Monique Louis 29 nov 2017

’Ik vond de les saai, toen maakte ik okselscheetjes. Juf Jolanda stuurde me de klas uit’. Zoon vertelt het terloops terwijl hij geconcentreerd zijn frietjes een voor een door de fritessaus haalt. Oh, en toen? ‘Toen mocht ik bij juf Sandra in de klas’. Een grote klodder saus komt op zijn shirt terecht. Ik kijk er naar, slik mijn woorden in. Zwijgend overhandig ik hem een servet en gebaar naar zijn trui. Hoe vond je dat? vraagt zijn vader. ‘Leuk, ik heb trema geleerd. Hij stopt even met eten, zijn pupillen worden groot. Kanoën, knieën, calorieën. De juf stuurt me weg voor straf, maar ik vond het veel leuker bij juf Sandra’. Triomfantelijke blik.

Maandag moet zijn surprise af zijn. De schoenendoos die ik driftig heb beplakt, staat op tafel. Heb een vierkant opengesneden uit de deksel, folie aan de binnenkant bevestigd. Zo kun je het voetbalveld goed bekijken. Op de bodem heb ik groen papier geplakt, in het midden een dunne, witte cirkel.
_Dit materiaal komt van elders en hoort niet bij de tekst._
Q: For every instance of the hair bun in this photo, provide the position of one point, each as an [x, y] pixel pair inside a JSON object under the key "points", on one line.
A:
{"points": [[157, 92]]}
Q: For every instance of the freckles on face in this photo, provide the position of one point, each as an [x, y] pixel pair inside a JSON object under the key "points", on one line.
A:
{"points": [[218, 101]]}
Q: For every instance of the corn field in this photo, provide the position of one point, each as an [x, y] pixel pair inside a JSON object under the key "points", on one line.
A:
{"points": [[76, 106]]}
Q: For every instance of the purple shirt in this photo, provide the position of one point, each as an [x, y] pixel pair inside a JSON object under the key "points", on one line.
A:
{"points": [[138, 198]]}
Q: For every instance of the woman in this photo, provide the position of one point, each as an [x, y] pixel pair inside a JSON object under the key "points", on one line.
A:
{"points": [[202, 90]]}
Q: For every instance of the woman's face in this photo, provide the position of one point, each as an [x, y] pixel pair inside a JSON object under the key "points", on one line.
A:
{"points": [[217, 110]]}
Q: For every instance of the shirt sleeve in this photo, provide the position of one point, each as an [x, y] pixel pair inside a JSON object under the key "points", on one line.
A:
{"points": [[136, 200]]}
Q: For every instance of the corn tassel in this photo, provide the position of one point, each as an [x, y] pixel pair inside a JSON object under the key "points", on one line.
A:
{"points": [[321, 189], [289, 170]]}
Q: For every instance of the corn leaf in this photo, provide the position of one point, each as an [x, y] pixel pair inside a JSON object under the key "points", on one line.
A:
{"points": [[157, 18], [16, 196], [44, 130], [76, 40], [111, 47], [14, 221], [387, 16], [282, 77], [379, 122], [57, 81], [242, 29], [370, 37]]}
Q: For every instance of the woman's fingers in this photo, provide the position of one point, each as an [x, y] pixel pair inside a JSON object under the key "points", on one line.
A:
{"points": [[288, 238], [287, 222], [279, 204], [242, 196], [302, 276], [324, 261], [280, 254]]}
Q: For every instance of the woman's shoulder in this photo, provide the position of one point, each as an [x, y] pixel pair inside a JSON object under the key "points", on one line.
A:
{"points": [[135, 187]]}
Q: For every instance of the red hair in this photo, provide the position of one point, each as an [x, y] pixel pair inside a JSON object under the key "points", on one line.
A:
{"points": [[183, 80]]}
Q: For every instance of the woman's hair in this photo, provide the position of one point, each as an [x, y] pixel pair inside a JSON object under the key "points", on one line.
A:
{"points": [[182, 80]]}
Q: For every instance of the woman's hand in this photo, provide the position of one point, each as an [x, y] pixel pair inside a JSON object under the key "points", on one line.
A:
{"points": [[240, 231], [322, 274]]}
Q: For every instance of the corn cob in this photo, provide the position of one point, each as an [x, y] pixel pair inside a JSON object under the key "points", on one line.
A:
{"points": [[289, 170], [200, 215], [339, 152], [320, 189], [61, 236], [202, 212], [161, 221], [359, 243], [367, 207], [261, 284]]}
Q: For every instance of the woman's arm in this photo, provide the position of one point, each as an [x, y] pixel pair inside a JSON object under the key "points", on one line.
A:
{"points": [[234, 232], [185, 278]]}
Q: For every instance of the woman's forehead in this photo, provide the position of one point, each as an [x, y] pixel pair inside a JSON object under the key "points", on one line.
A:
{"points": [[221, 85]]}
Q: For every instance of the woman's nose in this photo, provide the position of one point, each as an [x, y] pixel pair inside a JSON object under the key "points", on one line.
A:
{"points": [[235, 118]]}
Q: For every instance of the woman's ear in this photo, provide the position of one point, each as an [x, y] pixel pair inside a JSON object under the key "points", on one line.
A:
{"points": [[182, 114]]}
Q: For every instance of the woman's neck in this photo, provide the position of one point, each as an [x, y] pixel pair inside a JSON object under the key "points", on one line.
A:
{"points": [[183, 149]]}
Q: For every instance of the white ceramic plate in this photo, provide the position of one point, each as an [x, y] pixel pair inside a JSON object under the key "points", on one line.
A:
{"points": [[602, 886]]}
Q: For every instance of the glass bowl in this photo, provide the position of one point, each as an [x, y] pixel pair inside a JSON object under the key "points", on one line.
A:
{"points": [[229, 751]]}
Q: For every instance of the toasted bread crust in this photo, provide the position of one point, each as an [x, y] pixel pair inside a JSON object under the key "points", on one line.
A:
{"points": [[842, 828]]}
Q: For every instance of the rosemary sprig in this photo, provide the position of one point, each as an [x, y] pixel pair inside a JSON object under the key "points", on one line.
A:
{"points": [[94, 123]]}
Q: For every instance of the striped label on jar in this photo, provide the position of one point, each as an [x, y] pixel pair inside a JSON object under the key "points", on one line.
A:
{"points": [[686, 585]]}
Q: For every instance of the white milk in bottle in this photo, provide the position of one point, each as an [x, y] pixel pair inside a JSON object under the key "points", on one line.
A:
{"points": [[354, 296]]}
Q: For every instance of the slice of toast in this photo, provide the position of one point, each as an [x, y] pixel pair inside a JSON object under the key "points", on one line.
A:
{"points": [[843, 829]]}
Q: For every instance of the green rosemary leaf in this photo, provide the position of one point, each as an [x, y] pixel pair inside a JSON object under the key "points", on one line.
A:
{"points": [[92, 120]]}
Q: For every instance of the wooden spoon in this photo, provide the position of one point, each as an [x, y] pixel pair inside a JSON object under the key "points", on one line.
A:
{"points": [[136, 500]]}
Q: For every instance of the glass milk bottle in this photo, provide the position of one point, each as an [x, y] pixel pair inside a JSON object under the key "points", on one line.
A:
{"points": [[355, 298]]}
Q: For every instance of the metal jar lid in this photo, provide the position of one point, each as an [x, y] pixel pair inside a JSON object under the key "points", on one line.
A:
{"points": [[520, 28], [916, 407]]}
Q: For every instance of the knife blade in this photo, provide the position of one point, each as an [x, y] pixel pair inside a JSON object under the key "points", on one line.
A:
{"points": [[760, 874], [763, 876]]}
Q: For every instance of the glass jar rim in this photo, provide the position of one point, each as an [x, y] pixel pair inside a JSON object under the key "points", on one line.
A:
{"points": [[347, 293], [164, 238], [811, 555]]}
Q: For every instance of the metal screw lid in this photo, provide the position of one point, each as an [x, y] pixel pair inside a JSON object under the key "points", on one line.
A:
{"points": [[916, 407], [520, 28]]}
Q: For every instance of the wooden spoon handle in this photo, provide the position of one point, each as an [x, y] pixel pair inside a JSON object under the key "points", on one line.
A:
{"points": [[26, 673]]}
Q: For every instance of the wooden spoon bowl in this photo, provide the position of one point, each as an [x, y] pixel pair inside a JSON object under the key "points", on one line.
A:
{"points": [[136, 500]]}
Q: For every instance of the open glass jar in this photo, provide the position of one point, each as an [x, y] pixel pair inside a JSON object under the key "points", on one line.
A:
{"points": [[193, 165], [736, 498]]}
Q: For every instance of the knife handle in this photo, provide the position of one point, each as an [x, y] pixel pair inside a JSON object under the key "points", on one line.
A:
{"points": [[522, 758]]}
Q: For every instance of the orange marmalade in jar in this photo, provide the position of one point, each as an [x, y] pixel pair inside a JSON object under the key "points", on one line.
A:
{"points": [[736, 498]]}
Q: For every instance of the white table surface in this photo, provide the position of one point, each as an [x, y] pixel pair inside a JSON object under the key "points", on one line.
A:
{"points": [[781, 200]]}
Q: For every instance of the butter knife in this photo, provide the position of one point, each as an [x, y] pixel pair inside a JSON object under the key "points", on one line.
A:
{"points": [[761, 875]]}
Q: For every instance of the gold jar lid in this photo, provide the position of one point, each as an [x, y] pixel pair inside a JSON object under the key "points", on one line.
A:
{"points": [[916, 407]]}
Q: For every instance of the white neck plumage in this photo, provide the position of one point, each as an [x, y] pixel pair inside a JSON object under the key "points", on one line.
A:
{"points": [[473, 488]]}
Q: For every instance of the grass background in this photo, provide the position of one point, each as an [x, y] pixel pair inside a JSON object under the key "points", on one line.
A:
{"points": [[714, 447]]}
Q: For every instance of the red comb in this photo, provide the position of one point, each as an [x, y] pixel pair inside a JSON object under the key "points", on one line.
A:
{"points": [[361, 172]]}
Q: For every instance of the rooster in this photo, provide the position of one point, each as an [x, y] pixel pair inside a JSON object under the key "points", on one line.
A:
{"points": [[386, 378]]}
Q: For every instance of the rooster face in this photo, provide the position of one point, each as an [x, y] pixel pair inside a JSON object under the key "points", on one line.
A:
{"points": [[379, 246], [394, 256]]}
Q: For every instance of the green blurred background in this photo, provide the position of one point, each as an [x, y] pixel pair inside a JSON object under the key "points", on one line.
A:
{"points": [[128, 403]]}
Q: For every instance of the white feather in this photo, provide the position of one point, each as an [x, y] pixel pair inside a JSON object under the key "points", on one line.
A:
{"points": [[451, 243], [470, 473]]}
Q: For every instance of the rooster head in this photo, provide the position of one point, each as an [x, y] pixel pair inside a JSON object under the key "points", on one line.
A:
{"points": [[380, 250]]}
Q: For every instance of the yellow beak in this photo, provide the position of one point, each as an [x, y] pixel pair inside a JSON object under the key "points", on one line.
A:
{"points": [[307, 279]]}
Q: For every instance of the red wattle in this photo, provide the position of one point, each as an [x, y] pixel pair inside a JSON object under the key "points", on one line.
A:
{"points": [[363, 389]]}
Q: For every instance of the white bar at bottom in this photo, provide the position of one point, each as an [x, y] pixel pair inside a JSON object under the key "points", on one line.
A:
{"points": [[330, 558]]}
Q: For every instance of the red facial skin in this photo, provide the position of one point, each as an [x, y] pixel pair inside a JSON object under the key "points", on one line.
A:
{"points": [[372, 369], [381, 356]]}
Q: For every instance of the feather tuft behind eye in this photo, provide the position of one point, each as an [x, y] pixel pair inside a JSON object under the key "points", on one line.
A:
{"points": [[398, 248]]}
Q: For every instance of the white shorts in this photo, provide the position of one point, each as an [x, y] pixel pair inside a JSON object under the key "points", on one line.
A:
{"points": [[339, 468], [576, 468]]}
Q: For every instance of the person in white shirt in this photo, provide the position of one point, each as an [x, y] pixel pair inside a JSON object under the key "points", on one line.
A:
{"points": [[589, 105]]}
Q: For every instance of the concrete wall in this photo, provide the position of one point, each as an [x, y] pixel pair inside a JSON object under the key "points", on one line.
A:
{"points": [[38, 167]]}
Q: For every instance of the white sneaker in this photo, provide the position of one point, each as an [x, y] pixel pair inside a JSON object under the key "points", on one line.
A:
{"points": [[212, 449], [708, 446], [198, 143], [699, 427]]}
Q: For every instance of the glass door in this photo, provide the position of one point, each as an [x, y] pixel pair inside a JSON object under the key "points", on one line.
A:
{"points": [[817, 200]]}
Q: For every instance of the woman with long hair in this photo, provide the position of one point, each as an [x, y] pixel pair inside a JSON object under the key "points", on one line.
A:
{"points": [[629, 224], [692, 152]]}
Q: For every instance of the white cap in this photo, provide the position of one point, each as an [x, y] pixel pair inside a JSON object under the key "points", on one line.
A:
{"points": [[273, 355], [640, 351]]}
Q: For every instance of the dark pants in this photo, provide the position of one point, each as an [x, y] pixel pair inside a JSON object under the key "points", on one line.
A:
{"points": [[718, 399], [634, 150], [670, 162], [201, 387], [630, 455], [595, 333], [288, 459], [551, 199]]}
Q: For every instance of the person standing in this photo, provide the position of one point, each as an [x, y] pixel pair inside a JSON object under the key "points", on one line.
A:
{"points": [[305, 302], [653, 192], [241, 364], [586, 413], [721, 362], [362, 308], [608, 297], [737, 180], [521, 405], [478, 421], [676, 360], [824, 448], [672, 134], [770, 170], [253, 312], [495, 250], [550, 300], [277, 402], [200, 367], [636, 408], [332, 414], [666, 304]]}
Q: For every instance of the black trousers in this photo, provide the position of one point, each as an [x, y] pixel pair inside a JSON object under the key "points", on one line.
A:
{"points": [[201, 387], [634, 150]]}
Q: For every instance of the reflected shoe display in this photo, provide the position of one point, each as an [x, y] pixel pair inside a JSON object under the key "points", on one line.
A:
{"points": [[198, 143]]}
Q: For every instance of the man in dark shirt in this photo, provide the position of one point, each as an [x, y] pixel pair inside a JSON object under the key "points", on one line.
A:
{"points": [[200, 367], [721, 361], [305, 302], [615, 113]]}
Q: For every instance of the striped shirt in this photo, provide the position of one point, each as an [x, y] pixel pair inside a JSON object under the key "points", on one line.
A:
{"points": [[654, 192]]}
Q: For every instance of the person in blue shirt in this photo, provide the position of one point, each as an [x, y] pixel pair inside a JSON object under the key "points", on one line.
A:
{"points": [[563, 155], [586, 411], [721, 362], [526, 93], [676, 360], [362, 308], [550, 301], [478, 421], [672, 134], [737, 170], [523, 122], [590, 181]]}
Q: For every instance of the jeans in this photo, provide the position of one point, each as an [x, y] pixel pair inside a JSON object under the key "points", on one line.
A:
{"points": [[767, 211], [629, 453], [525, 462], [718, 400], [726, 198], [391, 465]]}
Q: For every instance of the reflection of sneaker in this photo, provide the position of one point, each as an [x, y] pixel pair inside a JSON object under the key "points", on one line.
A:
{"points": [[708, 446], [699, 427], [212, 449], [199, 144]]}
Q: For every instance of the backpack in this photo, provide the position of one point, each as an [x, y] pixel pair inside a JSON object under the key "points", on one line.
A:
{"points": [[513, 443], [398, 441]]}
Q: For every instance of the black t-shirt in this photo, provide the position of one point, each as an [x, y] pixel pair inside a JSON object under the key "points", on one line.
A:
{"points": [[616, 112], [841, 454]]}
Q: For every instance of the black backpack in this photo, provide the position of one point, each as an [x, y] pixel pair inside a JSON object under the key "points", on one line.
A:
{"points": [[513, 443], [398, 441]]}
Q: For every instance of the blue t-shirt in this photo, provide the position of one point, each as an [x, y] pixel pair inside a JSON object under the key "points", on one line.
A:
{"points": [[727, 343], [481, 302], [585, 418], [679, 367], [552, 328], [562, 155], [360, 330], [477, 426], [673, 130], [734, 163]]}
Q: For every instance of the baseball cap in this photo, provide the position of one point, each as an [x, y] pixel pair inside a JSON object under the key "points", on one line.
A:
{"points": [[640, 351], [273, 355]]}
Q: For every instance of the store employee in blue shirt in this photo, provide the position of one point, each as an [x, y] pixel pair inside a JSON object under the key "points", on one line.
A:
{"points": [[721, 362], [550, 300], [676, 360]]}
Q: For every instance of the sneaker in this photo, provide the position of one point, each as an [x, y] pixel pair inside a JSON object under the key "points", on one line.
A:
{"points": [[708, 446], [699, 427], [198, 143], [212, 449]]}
Zoon had over mijn schouder meegekeken en aanwijzingen gegeven. ‘Kijk’ zeg ik tegen hem als hij van zijn feestje thuis komt en wijs naar zijn voetbalveld. ‘Cool’ reageert hij en pakt zijn tablet. ‘Hoe zullen we de doelen maken, Ik hoop maar dat ik het haal, laat ik me ontvallen tegen man als zoon op bed ligt. ‘Ik het haal’ zegt man. ‘Het is zijn surprise, laat hem op zijn minst meedenken’.

De volgende ochtend zet ik zoon aan het werk. ‘Hier heb je een strook papier, teken jij het publiek op de tribune. Plakken we het daarna samen in de doos’. ‘Dat kan ik niet’. Hij kijkt humeurig. Ik doe het ‘m voor. Aarzelend begint hij. Al gauw ziet het er vrolijk uit, hij tekent het ene poppetje na het andere. Over elk poppetje is nagedacht: zijn haar, ogen, petje, bril. ‘Als het af is, doe je de volgende strook, dan inkleuren, hier heb je je stiften, zeg ik enthousiast. ‘Dat meen je niet, reageert zoon getroffen. ‘Het is jouw surprise, zeg ik uiteindelijk. Dan laat je het zo, zwart-wit is ook mooi. Maar je moet die andere strook ook voltekenen. Dan hebben we twee tribunes met mensen, dat is gaaf, spoor ik hem aan.
Ik voel vorsende ogen van man op me gericht. Ik negeer zijn blik, richt me tot zoon: ‘Dan maken we samen de voetbalpoppetjes van klei, verf jij er blauwe streepjes op als shirt, dat zijn toch de kleuren van zijn voetbalclub, blauw wit? Cool toch, eindig ik jubelend.
Ik ga nu eerst even pauze nemen, die andere kant doe ik zo wel’.Zoon legt zijn potlood neer, pakt zijn tablet, ploft neer op de bank. Hè hè, zucht hij.